At a reported cost of over $100 million, the 1,426 mile-long wall of steel, complete with its own ditch four meters wide and two meters deep, riddled with surveillance towers and electrical systems, will span the entirety of Ukraine’s eastern border with Russia, all the way to the Black Sea. During his visit to the wall site, Prime Minister Yatseniuk said that it demonstrates that Ukraine and Russia are “not one nation, as Putin says, and the Kremlin thinks.”
Of course, the wall’s symbolic meaning trumps its usefulness and practical application. But the mere idea that a nearly bankrupt Ukrainian government is allocating funds for its building at a time when more than 24 percent of its population lives beneath the poverty rate, when real inflation is 272 percent and the economy lost 7.5 percent in 2014, should be disconcerting for any Western observer.
Luckily, under the Minsk II agreement, Ukraine will have to create a roadmap to solve the situation of the two separatist regions in the Donbass. Indeed, despite being short on specifics, in exchange for regaining control of its Eastern border with Russia, the ceasefire calls on Kyiv to write a new constitution by the end of 2015 that would award the rebels a greater degree of autonomy and allow them to hold elections.
However, since the February signing of the deal, Kiev has so far failed to present a coherent political plan to fulfill the conditions mentioned in the text, giving birth to a slew of policy recommendations. Among the many “way outs for Ukraine” steadily delivered by pundits and sycophants over the past year, one recent suggestion caught my attention. Former Ukrainian Tax Minister, Oleksandr Klymenko, suggested in a series of op-eds in Newsweek that Ukraine should grant Special Economic Zone (SEZ) status to the two separatist republics in Donbass, in order to attract investment to the war-wracked region, while also keeping intact Ukraine’s sovereignty.
Since all parties to the conflict agreed in the Minsk peace deal that the Donbass has certain specific “particularities,” increasing the power of local governance through a SEZ would empower the so-far neglected minorities and local politicians to stimulate regional economic development. Much like the European Union’s own principle of subsidiarity — which maintains that decisions should be taken at the lowest possible level and the highest level necessary — granting increased autonomy coupled with a SEZ would provide the Donbass “tools to improve quality of life rather than relying on the beneficence of central government.” The final recommendation outlined by Klymenko concerns Ukraine’s status as a bridge between East and West, which should be set in stone by keeping the country on a neutral and non-aligned pathway.

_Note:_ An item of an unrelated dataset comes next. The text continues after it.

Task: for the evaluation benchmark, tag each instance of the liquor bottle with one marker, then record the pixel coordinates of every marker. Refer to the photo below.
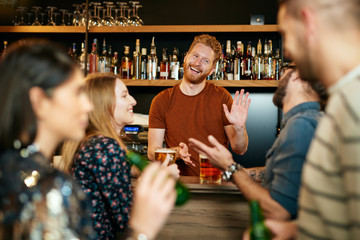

Indeed, Klymenko does make several good points: the current Kyiv government seems to lack rudder, stalling in their talks with the Moscow-backed rebels and haggling over the precise meaning of the Minsk II agreement. But stalling for what? According to research by two Russian scholars from Moscow’s National Research University, Washington will not step up its game in Ukraine as the White House has settled on a policy of “strenuous inaction”. Treating Russia like a declining challenger that is nearing its collapse, the U.S. is “maintaining the status quo and waiting to negotiate later from a position of greater strength”. In other words, Obama is unlikely to supply weapons to Ukraine or take a stronger stance against Moscow, as it would not be in the US interest.
While the Russian economy is definitely under intense pressure from the international sanctions prompted by the illegal annexation of Crimea, Moscow can withstand that pressure past the end of 2015 deadline set in the Minsk agreement. In this context, Kiev doesn’t really have much of a choice – the West is unlikely to take a stronger stance against Russia nor is Ukraine’s going to improve this year enough for the country to risk a new outbreak of violence in the East. Klymenko’s plan could offer a useful compromise that would bridge the gap between Ukrainian hawks (such as Yatseniuk) and the softer elements in the government.
However, one thing that could stand in the way of Klymenko’s plan is Russia’s obstinacy. As long as Moscow refuses to back down down completely from its involvement in Eastern Ukraine, no solution stands a viable chance of succeeding. As ludicrous as the Great Ukrainian Wall sounds like, stopping Russia’s irresponsible hybrid war might need just that.